There are stories in these old registers. Stories about suffering and healing. Stories about families and communities. Stories about changing neighbourhoods and our rising expectations for long and robust lives.
Yet, the books themselves sit forlornly on shelves in local museums. They look impressively historical, too valuable to discard. Except when they find their way into second-hand bookstores or antique shops, where customers cherry-pick the most appealing volumes as antiquarian ornaments. I own several myself.
But pharmacy registers are more than mere decorations. Dating back into the nineteenth century, they are full of hidden details to enrich local and family history research. The trick is not to be overwhelmed by their seemingly indecipherable scribbles. Let’s focus instead on what can be revealed to bring their stories to life.
Prescription books were maintained by chemists, druggists and pharmacists to keep a record of the medicines they were dispensing to customers. They are tall and narrow, usually with a large letter inked along the spine. Kept in order by date, successive volumes ran from A to Z, then the series moved on to AA to AZ, and so forth.
Depending on how busy the pharmacy was, each volume typically spans one to two years, capturing perhaps 6000 prescriptions. Every medicine dispensed was numbered sequentially, running consecutively from volume A onwards or starting afresh at the beginning of each new book. Each entry notes the patient’s surname, sometimes also listing their first name or even their address. Because they served the whole community, pharmacy records can help work out who lived where, and with whom, across a wide district.

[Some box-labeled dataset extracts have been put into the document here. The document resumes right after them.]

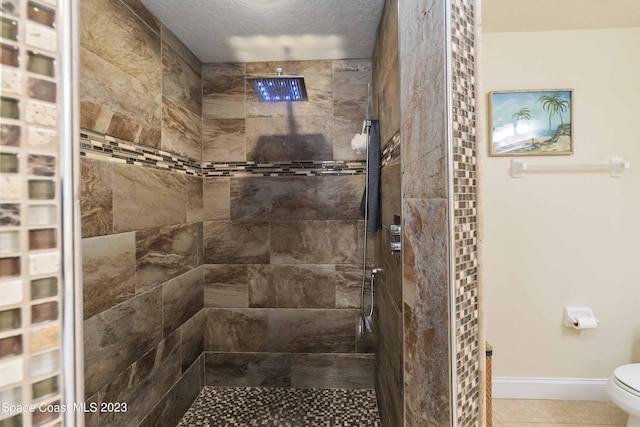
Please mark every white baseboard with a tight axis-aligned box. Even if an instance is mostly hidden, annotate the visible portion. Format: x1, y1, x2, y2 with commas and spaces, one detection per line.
492, 377, 610, 401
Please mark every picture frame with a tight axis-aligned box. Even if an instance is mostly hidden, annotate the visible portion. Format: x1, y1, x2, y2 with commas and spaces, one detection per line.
488, 89, 574, 157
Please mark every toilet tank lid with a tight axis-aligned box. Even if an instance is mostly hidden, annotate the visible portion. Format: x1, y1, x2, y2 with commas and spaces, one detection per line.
613, 363, 640, 391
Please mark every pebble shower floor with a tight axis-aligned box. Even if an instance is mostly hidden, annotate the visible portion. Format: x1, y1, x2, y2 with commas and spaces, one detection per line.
178, 387, 380, 427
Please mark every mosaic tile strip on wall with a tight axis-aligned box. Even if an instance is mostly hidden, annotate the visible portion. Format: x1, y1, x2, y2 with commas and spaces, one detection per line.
450, 0, 480, 427
80, 130, 366, 177
0, 0, 63, 426
380, 131, 400, 166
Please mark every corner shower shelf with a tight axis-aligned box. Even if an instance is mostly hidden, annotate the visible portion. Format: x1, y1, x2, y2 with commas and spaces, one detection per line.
511, 157, 631, 178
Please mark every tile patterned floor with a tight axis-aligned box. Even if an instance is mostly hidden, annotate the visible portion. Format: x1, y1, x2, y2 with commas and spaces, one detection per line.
492, 399, 627, 427
178, 387, 380, 427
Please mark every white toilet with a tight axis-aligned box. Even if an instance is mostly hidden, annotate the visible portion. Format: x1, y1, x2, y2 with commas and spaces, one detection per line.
607, 363, 640, 427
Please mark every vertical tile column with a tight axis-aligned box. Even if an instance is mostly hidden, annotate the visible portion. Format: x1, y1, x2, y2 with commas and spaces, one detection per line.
399, 0, 479, 427
450, 0, 480, 427
0, 0, 62, 426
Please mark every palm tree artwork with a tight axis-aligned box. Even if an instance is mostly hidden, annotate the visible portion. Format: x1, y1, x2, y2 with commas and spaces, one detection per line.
538, 93, 569, 132
511, 107, 531, 133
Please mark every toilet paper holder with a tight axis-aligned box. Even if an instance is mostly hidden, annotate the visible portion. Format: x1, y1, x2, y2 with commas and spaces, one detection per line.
562, 307, 600, 329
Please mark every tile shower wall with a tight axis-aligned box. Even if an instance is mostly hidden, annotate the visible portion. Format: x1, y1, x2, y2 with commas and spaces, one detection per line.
399, 0, 480, 427
399, 0, 455, 426
0, 0, 63, 426
80, 0, 205, 426
203, 60, 373, 388
372, 0, 404, 427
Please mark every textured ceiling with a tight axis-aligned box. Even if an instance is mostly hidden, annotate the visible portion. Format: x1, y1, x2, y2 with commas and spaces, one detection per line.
482, 0, 640, 33
142, 0, 384, 62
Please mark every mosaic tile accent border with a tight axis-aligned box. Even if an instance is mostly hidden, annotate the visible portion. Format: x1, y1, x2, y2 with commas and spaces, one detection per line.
80, 130, 366, 178
178, 387, 380, 427
381, 131, 400, 166
80, 129, 202, 176
450, 0, 480, 427
0, 0, 64, 426
202, 160, 366, 177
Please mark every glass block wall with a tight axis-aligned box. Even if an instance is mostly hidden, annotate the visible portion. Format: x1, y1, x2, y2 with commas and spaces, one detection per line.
0, 0, 62, 426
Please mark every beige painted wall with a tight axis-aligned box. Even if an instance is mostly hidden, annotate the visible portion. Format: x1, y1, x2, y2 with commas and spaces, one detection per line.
479, 28, 640, 378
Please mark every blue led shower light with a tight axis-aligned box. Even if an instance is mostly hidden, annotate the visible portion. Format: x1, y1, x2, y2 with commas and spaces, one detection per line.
247, 75, 308, 102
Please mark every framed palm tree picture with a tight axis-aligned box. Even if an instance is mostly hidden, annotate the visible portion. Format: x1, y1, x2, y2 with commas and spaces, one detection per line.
489, 89, 573, 156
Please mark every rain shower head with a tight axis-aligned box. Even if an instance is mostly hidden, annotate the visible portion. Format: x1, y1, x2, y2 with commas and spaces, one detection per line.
247, 68, 309, 102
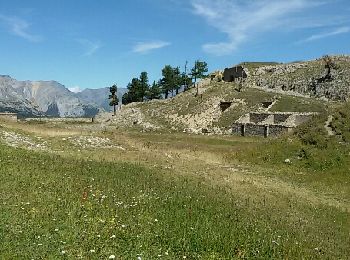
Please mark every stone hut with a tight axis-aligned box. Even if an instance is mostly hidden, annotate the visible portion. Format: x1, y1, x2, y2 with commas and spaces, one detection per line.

Perhaps the most valuable section of a prescription book is the index at the front. Patients are listed by surname, with numbers indicating the pages on which their scripts are tabled. At the most basic level, the more often a person visited the pharmacy, the more unhealthy they were likely to be. Be careful, though – the same surname may appear more than once on the same page. The patient named on the script may not have been the person who collected it from the pharmacy.